Gaitán apeló esa resolución y acusa a la Justicia de “tener una doble vara” por no objetar la afiliación del denunciante a Cambiemos y se queja de que el recurso judicial en su contra constituye “violencia de género” y advirtió que “cabe la apertura de la actuación judicial preventiva por mi estado civil, en mi condición de mujer, pero se omite analizar la condición del apoderado de Cambiemos y presidente de la Junta Electoral de Unión para Vivir Mejor que detenta el accionante”, en referencia a Stoessel.

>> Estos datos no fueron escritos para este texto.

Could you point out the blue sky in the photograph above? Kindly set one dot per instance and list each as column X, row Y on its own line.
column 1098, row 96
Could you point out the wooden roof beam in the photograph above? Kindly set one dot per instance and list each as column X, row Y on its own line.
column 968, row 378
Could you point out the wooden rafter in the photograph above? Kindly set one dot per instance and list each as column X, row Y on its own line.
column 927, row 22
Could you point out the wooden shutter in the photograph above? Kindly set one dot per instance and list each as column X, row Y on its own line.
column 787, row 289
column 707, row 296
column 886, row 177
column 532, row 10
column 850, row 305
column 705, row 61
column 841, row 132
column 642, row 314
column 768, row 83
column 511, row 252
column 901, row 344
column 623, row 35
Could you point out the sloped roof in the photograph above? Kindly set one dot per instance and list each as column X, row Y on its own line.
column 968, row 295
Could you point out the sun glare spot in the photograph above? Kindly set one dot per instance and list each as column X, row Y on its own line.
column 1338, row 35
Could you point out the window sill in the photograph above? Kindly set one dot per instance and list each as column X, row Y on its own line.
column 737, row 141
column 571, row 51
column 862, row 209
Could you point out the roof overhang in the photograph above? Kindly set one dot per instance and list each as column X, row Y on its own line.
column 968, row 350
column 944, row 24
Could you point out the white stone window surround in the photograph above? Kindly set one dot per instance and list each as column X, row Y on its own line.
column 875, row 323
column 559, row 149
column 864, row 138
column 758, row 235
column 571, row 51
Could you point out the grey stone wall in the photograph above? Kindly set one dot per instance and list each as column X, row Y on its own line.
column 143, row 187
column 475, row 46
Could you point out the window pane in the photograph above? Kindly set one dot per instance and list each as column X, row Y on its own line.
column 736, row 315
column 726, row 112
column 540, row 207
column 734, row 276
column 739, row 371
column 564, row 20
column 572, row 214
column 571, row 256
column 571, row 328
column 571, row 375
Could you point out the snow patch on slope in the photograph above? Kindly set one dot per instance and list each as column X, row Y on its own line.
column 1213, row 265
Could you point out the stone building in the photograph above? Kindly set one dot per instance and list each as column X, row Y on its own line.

Pero Gaitán cuestionó a Stoessel por tratar de “impedir el normal desenvolvimiento de las instituciones democráticas que dice defender”, y planteó que no solo atenta contra otros derechos, sino que además ejerce violencia de género “por traer a colación únicamente mi situación de estado civil, sin poder acreditar que tales hechos implican un impedimento para ejercer el cargo”.

Los argumentos del amparo

La demanda se fundamenta en la convención de las naciones unidas contra la corrupción, ratificada por nuestros país, de cuyos artículo 1, 5, y 6, surge que los organismos de control son concebidos como parte esencial de los organismos de lucha contra la corrupción; en los cuales se debe garantizar la “transparencia” y la “Independencia necesaria” para que se desempeñen “sin ninguna influencia indebida”; resultando evidente que la designación en el organismo de control del cónyuge de un Ministro –integrante de la más alta jerarquía del cuerpo que debe ser controlado- no cumple con estas exigencias normativas, constituye un absurdo, y violación de normativa de orden superior.

En uno de los párrafos el amparo al que dio lugar el dr Marinkovic se basa en el Convenio de las Naciones Unidas contra la Corrupción “que los organismos de control (art. 5) son concebidos como parte de los organismos contra la corrupción (parte esencial, atento su reiterada y expresa mención) organismos en los cuales se debe garantizar la transparencia y la Independencia necesaria para que se desempeñen sin ninguna influencia indebida”.

Y aclara “pretender que la designación en el organismo de control del cónyuge de un Ministro –integrante de la más alta jerarquía del cuerpo que debe ser controlado- cumple con estas exigencias normativas, es un absurdo¸ debiéndose concluir que la designación en cuestión no se ajusta a la normativa superior y, por ello, corresponde sea revocada. No hay posibilidad de control efectivo y real si el vínculo entre el controlante y el controlado no es independiente”.